While hot weather does return in the six-to-10 day outlook, it "comes back at lower latitude. In other words across the Deep South states.
This allows "cold fronts to come south from Canada then stall across the upper plains and the Midwest", WxRisk.com said.
"This sort a pattern is something we haven't seen at all this summer, but it can be a very wet pattern if it sets up exactly right. This is what the GFS Model is showing."
'Hesitant to chase'
This was all hardly helpful to prices, as Benson Quinn Commodities noted.
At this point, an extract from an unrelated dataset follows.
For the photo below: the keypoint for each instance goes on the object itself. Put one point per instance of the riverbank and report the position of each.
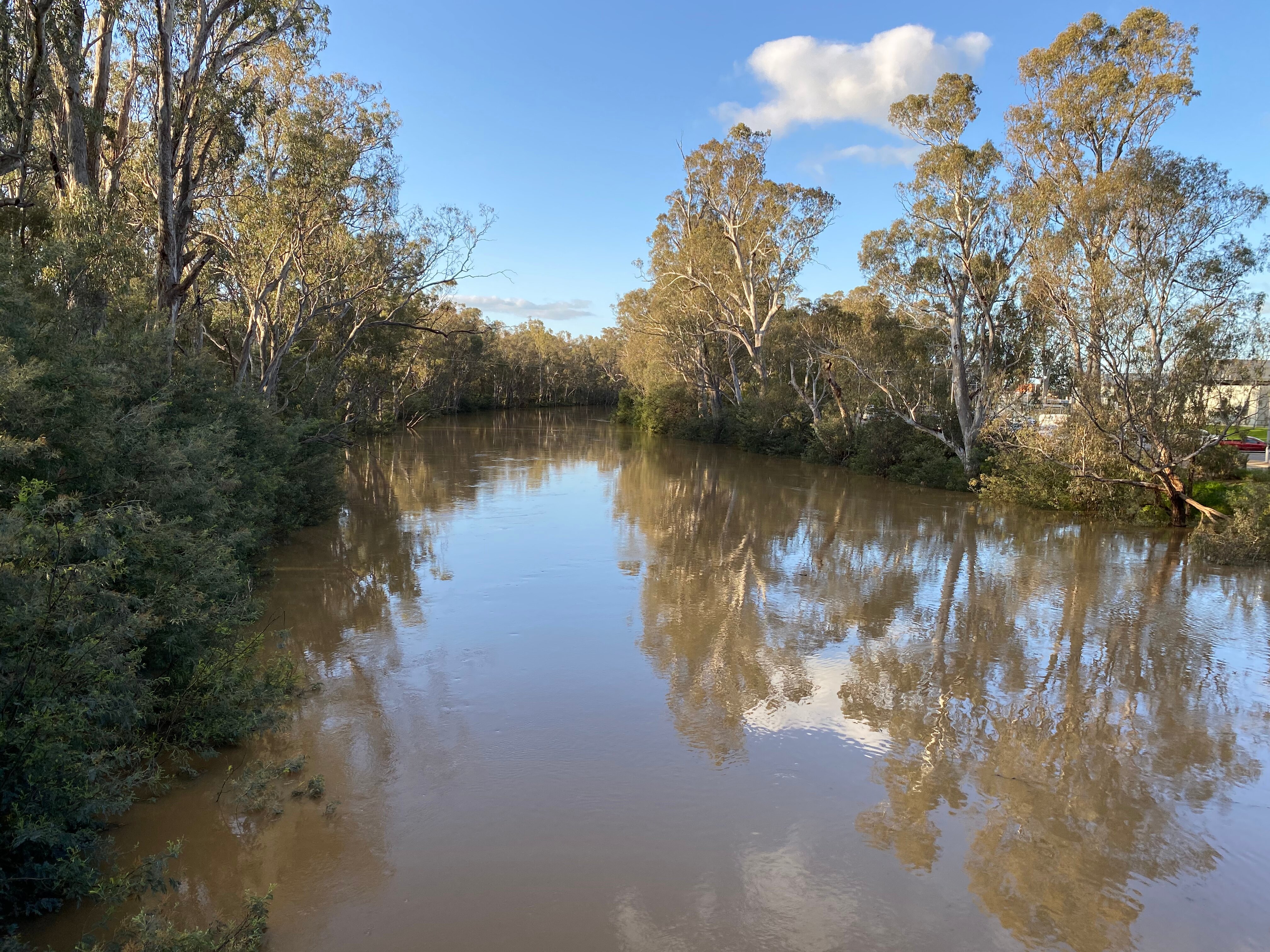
(888, 447)
(585, 688)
"With some northern corn benefitting from recent rains, and the effects of a third month of dry weather in portions of the eastern Corn Belt having limited [further] effect, the corn market has lacked the spark needed to trigger additional fund buying and get the speculators to commit to length."
While there has been evidence of some end-user buying, consumers "are hesitant to chase the market higher with harvest approaching", the broker added.
Harvest brings extra supplies, and with them pressure on prices, albeit often temporary softness.
'Talk of a tariff'
Chicago Corn for December closed down 0.6% at $8.00 ½ a bushel for December delivery.
Best-traded November soybeans lost 1.1% to $15.65 ¾ a bushel, despite supportive comment from Oil World, which highlighted a plunge in South American inventories, in the face of resilient demand.
"The weakness, or heavy feel, in the market today seems simply to be tied to the reality that when one is at these prices levels, no news is bad news as the path of least resistance is lower," Darrell Holaday at Country Futures said.
Even wheat - which has attracted a growing focus in the last few days with its own worldwide crop concerns - dropped too, despite being given some support by continued fears for a Russian export ban to preserve supplies in the face of the second drought-hit harvest in three years.
Goldman Sachs stoked the ideas of potential curbs by cutting its forecast for Russia's exports to a tiny 6.5m tonnes, which will be enforced by constraints, probably duties, "if needed".
US broker RJ O'Brien reported "talk in the market that Moscow will impose a 20-30% wheat export tariff".
But more news may emerge on Wednesday, after Russia's government holds a food security meeting.
Chicago vs Paris
Goldman Sachs, which cut harvest expectations for other producers such as Argentina and Kazakhstan too, in fact recommended a trade of selling Chicago wheat and buying its Paris peer.
European Union wheat, after all, looks first in line to benefit from displaced purchasing pressure if Russian shipments do indeed fall anywhere near 6.5m tonnes in 2012-13, from more than 21m tonnes last season.
And that was certainly how the market ended, with the 0.6% drop to $8.89 a bushel in Chicago wheat a notable underperformance compared with European prices.
Paris wheat for November added 0.1% to E258.75 a tonne, while its London peer gained 0.7% to £192.90 a tonne for November.